At the same time, Washington has made clear that it will not respect Russia’s or China’s longstanding security redlines. “Ukrainian entry into NATO is the brightest of all redlines for the Russian elite (not just Putin),” wrote CIA director Bill Burns in 2008, when he was U.S. ambassador to Russia. “I have yet to find anyone who views Ukraine in NATO as anything other than a direct challenge to Russian interests.”
Yet President George W. Bush insisted months later that Ukraine would one day join NATO, and, following a video summit meeting last December in which Putin demanded assurances Ukraine would not enter the Alliance, Biden made clear “I don’t accept anybody’s redlines,” and he warned of a resolute Western response should Russia invade Ukraine.
That warning having failed to deter a Russian invasion, Biden is now warning explicitly that the U.S. will respond militarily to any Chinese attempt to retake Taiwan by force, undoing years of deliberate “strategic ambiguity” about our likely response and raising doubts about our “One China” policy that has been foundational to U.S.-Chinese relations.
Several assumptions seem to underpin the Biden team’s strategic shift. The first is that Russia’s bumbling military performance in Ukraine opens the door to a fundamentally improved American strategic outlook, one in which Russia is so militarily and economically neutered that Washington need not worry about the prospect of Sino-Russian cooperation. In off-the-record discussions, U.S. officials suggest that Russia will no longer be capable of invading its European neighbors and will be deprived of the economic inputs necessary to fuel its defense industry and high technology sectors, thereby allowing the United States to focus its resources on dealing with China.

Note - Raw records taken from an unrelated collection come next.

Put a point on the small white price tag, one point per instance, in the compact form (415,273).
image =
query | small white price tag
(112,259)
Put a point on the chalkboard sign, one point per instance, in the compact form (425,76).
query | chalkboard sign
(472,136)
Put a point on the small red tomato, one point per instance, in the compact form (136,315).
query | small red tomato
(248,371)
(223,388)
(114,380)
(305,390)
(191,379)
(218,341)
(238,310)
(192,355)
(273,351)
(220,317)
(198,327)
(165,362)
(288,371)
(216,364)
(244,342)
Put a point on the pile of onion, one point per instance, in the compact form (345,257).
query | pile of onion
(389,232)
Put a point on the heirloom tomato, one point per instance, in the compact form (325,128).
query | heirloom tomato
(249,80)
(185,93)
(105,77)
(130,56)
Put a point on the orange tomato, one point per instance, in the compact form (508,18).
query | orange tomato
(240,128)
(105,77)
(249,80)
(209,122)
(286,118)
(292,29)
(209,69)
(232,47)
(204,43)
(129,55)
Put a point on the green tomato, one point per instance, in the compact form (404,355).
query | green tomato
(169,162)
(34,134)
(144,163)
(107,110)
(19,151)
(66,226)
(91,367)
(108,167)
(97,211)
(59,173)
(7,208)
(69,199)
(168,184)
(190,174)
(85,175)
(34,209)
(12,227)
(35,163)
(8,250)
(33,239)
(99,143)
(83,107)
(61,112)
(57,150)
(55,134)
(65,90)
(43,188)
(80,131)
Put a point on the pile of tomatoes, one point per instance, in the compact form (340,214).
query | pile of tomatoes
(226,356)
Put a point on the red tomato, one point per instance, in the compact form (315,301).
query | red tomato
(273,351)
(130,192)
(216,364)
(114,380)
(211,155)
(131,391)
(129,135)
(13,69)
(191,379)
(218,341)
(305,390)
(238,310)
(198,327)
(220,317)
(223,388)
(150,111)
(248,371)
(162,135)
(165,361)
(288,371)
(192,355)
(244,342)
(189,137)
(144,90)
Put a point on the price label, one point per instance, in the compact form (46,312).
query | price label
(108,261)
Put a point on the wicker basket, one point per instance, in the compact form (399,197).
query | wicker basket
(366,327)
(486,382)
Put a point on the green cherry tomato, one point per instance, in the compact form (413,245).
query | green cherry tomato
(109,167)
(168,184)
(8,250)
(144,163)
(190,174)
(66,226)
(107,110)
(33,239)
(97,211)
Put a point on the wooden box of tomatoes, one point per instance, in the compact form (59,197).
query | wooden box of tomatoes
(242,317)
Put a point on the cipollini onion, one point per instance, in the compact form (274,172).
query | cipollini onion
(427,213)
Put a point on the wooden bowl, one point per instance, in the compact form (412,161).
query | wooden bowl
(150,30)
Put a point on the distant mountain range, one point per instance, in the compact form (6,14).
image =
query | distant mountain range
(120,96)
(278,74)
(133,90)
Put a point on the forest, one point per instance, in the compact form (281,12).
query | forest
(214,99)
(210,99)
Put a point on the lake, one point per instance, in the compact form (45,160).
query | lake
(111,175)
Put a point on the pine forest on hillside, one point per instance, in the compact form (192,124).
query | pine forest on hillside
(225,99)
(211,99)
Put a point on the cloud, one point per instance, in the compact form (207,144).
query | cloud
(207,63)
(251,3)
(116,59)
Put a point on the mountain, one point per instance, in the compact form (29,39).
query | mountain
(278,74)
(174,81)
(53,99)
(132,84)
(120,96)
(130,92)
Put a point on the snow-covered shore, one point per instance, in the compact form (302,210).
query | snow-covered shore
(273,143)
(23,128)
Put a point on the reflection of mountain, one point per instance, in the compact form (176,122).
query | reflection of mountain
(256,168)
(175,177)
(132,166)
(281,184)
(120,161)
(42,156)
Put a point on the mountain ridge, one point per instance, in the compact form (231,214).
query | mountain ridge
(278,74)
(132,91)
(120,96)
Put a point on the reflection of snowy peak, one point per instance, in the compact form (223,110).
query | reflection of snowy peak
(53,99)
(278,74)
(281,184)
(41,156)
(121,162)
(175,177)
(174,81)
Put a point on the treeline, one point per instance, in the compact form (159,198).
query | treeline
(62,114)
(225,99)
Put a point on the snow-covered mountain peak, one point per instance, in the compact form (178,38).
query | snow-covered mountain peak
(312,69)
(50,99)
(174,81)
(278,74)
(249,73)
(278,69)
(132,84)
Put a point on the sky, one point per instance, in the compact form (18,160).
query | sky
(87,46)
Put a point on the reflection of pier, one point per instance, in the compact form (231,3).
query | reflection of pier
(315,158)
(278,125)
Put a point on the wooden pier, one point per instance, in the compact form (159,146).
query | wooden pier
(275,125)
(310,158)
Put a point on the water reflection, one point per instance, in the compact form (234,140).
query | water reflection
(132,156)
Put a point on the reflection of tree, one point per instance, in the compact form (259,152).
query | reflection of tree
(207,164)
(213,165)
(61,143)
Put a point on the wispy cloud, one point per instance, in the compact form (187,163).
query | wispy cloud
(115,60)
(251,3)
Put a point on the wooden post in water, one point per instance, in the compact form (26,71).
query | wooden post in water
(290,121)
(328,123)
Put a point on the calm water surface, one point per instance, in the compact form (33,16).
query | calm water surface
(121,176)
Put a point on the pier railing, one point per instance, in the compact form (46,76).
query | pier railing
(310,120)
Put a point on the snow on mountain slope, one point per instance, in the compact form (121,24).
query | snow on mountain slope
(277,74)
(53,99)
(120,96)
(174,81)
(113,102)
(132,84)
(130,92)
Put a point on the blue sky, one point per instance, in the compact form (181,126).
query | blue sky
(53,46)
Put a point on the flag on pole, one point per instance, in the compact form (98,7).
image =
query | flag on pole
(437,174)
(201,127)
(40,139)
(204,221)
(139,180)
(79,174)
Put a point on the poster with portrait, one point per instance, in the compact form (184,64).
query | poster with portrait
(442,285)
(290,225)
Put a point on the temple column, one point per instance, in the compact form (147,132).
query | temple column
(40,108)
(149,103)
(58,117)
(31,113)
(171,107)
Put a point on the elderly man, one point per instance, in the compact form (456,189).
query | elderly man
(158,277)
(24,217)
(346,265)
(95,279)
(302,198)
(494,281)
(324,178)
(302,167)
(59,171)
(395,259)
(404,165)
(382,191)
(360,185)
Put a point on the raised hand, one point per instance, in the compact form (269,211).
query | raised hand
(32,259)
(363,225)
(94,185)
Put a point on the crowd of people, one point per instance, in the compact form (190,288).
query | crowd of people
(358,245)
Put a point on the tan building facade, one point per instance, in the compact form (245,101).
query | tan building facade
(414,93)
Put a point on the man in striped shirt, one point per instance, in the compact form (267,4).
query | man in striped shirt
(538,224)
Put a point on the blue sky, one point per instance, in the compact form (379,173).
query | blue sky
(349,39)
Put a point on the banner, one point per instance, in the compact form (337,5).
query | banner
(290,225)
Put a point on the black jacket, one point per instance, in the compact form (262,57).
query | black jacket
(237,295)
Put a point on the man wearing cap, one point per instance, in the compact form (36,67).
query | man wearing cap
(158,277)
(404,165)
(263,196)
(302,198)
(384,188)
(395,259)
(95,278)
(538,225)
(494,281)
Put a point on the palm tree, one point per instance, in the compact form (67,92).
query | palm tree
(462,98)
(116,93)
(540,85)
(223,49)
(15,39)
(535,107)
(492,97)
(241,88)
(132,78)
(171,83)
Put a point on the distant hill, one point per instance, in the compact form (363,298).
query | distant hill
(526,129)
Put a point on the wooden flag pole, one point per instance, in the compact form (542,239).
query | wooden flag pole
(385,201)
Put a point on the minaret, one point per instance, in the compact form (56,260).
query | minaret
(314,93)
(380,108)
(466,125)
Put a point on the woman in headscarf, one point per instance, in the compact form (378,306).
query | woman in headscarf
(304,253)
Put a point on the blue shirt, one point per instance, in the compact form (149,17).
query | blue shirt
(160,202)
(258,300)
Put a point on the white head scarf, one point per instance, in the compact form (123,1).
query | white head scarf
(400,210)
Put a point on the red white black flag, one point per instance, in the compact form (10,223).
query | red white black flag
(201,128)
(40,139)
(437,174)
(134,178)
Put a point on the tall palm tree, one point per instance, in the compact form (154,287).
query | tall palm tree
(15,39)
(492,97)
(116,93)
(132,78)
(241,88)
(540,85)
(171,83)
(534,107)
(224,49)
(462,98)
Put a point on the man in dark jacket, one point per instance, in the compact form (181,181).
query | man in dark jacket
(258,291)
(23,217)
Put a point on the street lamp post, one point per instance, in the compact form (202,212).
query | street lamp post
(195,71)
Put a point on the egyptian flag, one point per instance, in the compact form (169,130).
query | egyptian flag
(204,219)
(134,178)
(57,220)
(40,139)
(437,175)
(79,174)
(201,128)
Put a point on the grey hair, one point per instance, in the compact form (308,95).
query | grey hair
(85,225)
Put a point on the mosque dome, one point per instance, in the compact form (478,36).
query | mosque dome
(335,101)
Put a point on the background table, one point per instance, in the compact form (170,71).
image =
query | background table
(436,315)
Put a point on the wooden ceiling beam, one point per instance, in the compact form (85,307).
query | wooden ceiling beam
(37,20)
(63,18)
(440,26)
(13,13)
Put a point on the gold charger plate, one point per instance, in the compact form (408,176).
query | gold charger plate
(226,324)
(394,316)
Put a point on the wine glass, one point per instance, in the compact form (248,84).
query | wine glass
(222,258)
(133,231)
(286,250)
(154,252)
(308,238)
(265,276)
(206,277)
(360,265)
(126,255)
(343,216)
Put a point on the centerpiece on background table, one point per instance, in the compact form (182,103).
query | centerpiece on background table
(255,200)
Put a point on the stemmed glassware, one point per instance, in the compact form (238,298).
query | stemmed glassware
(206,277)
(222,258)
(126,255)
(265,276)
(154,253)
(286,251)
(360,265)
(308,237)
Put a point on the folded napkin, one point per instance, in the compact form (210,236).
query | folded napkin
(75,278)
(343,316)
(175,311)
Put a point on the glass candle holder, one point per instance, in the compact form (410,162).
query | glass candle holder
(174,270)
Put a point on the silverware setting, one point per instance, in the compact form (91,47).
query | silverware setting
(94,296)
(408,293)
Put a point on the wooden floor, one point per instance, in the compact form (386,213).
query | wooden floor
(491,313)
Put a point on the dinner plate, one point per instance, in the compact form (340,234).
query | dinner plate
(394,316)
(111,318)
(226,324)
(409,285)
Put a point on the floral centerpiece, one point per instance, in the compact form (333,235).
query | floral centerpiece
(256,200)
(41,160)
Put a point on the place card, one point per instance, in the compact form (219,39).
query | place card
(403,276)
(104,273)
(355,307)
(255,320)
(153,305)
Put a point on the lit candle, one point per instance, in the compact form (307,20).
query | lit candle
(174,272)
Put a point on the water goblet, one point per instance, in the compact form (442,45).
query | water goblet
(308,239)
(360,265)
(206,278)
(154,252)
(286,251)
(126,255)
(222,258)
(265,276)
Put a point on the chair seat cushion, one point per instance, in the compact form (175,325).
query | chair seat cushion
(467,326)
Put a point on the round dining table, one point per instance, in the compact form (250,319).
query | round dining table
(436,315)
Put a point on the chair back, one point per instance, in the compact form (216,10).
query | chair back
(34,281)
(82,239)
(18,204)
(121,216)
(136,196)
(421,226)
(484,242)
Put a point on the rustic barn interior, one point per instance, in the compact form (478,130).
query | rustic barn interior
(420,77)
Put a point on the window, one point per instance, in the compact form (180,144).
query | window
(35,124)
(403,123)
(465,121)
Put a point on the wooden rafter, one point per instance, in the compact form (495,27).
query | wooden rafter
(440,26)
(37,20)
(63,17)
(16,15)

Over time, according to this view, China will view close ties to a weak and dependent Russia as more of a liability than an asset.
The second is the belief that any hints that the United States will respect Russian or Chinese security redlines will not avert a crisis, but rather only encourage aggression, making war more rather than less likely. Biden’s refusal to offer any compromise on Ukrainian membership in NATO was undoubtedly influenced by concerns that an American understanding with Russia might whet China’s appetite for invasion in Taiwan.
His apparent warning Monday of a U.S. military defense of Taiwan (which the White House moved to downplay afterwards) reflects concerns that uncertainty in Beijing about our response is more likely to encourage than to deter aggression.
Each of these assumptions deserves critical scrutiny. Even if Russia continues to stumble on the battlefield in Ukraine, its conventional military limitations increase the likelihood that it will rely on — or even use — its nuclear arsenal for dealing with the U.S. and NATO, and this growing threat will come in the context of a nearly barren arms control landscape and dim prospects for its revival. Moreover, the potential for crises to flow from Russia’s weakness and resentment — and from the temptations of others to exploit Moscow’s troubles — could become a significant problem for Washington, interfering in its ability to refocus its time and attention from Europe to Asia.
More fundamentally, the United States appears to have forgotten that aggressive intentions are not the only ways that wars begin. Conflicts can also arise from the workings of the security dilemma, when measures meant to deter aggression and defend the security of one state are perceived as threatening by another.
This produces a cycle of action and reaction in which each side believes its own actions are defensive, not aggressive. We have long been in such an escalatory spiral with Russia, and there is no end currently in sight in Ukraine. In our intent to deter Chinese aggression against Taiwan, we are inadvertently fueling a second spiral already underway with Beijing.